I was under the impression that ditch lights on locomotives are required on locomotives that run through at-grade public crossings. I just saw 2 UP and one CSX lashed together come through Rochelle, IL and the lead locomotive (A UP GE unit) did NOT have his ditch lights turned on, nor was the center headlight on bright. 

Obviously the trio of locomotives will cross a public grade crossing just after passing the webcam at the Rochelle RR Park. 

Horns are no longer required to be sounded coming Rochelle but the engineer did have the bell ringing.

The train was only the 3 locomotives, no cars were coupled on but I did not now this made a difference in in the requirement to have the ditch lights illuminated.

Any thoughts?


----------



## Chucks_Trains (Jan 2, 2008)

Maybe they were going backwards?


----------



## Pete Chimney (Jan 12, 2008)

The trio of locomotives were clearly coming TOWARDS the webcam and were approaching the crossing a grade-level highway/rail crossing at N 9th Street in Rochelle.


----------



## Bill Swindell (Jan 2, 2008)

The ditch lights are not required under 20 MPH. All headlights must be on bright when going through a grade crossing even if there is another locomotive coming the other way. 

Ghe horn was probably not sounded because the crossing is in a "quiet zone".


----------



## Chucks_Trains (Jan 2, 2008)

Right...and say a train designated xxxx is traveling west, stops and uncouples it's train to pickup more cars.
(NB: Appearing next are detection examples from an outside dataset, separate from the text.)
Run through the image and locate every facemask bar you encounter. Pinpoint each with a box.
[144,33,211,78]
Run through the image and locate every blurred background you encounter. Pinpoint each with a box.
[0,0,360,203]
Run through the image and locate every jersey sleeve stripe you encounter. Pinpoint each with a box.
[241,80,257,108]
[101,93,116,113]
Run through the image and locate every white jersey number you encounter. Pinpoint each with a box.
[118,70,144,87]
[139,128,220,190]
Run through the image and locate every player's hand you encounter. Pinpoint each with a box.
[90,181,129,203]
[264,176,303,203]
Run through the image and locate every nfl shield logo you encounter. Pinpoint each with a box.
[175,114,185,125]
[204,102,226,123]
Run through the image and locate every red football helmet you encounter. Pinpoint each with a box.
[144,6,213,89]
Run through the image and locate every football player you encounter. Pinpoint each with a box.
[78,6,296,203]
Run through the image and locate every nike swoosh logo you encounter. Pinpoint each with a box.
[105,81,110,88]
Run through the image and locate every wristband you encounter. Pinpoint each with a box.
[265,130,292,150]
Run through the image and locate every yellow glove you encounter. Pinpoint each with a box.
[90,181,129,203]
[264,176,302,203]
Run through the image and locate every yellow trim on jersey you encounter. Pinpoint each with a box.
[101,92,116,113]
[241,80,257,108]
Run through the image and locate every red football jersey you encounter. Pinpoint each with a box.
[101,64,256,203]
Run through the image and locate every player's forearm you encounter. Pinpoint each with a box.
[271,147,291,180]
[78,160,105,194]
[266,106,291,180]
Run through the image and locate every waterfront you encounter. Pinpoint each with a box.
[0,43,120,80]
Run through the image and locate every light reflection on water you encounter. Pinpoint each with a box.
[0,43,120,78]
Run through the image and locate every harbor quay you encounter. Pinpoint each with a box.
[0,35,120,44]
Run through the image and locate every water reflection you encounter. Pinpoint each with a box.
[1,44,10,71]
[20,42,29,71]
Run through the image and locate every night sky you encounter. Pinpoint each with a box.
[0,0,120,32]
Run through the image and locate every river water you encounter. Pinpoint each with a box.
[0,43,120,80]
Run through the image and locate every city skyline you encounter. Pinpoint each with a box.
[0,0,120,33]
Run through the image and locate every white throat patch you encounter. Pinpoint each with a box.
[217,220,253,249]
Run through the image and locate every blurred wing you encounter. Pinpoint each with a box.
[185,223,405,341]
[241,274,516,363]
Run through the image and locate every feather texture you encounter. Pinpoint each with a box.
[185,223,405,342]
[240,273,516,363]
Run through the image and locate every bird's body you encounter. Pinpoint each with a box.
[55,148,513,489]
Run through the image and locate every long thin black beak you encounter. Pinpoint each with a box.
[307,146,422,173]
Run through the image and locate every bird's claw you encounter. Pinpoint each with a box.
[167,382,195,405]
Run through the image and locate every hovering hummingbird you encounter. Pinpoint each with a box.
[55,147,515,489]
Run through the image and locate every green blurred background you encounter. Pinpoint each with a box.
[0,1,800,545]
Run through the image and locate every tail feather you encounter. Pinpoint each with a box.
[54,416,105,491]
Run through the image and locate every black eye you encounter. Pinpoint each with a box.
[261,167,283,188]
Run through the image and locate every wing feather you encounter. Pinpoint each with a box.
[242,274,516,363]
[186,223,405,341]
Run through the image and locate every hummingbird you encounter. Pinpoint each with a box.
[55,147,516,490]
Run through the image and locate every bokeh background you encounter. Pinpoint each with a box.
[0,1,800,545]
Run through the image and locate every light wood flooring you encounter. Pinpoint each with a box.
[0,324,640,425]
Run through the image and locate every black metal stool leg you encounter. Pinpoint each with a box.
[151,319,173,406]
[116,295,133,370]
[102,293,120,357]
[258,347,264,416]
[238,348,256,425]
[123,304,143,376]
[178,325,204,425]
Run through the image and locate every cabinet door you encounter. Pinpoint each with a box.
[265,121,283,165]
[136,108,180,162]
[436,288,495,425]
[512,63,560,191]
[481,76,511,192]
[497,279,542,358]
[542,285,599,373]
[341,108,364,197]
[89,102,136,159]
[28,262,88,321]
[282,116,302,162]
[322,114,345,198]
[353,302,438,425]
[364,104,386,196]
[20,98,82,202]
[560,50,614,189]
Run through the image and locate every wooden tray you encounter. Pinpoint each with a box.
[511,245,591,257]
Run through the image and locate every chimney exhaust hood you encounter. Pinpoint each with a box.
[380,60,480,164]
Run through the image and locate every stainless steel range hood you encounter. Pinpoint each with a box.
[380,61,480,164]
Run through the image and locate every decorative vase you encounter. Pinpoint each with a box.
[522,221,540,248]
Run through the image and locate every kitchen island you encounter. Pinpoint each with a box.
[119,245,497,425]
Loco's travel east then they're going backwards...that is making a reverse move....to pickup more cars at say a business. FRA rules state that only the lead locomotive needs it's ditchlights on. In this case the lead locomotive is the foremost west pointing one...not the 3rd one back.


----------



## aceinspp (Jan 2, 2008)

Also some locos also had the ditch lights only come on when the horn was blown. Being a quiet zone no horn sounded. Later RJD


----------